Eamonn Maguire, author of the study guide Less Stress More Success: Irish, likens the mocks to a GAA season.
"It is like playing in the National Football League before the All-Ireland championships have started. You learn a lot just from playing, but the Sam Maguire is the real thing.''
Useful tips from straight-A students
* Schedule your revision. Set aside time for studying all the subjects and not just those at the start.
* Avoid finding out about what's on the paper. Remember it's a learning exercise and the purpose is not to impress teachers and parents, but to discover your strengths and weaknesses. So make it genuine.
* Go over topics that you covered in fifth year. It may be more than a year since you looked at them.
* You can learn from the mocks how important it is to get the timing right during exams. Plan how you answer questions, so you don't run out of time.

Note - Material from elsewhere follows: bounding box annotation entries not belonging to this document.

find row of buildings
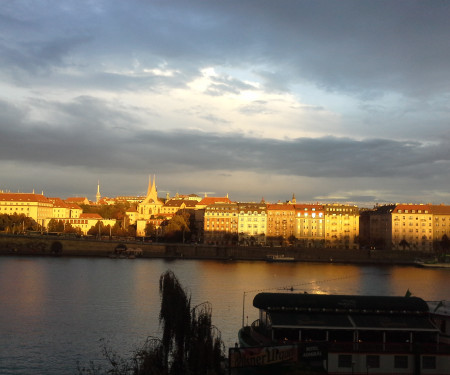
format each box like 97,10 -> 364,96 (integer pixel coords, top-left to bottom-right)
0,177 -> 450,252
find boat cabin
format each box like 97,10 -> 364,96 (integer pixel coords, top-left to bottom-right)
253,293 -> 439,345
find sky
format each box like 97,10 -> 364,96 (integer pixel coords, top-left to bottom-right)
0,0 -> 450,207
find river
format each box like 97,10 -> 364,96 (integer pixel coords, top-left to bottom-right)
0,257 -> 450,375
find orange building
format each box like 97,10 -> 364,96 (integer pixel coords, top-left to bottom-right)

* It may be a good idea to study with a friend, because it can help to get you started. However, a larger group can lead to distractions.
* Study past papers closely and what marks are given. Try questions from sample papers in the time you would have in an exam.
* Analyse the questions closely. Make sure your answers are relevant to the question.
* Scrutinise the marking schemes on the State Examination Commission's website (examinations.ie). It helps give you an idea what examiners are looking for in an exam answer.
* Learn from your mistakes and don't be disheartened by them. Analyse your grades and focus on those topics that need to be improved.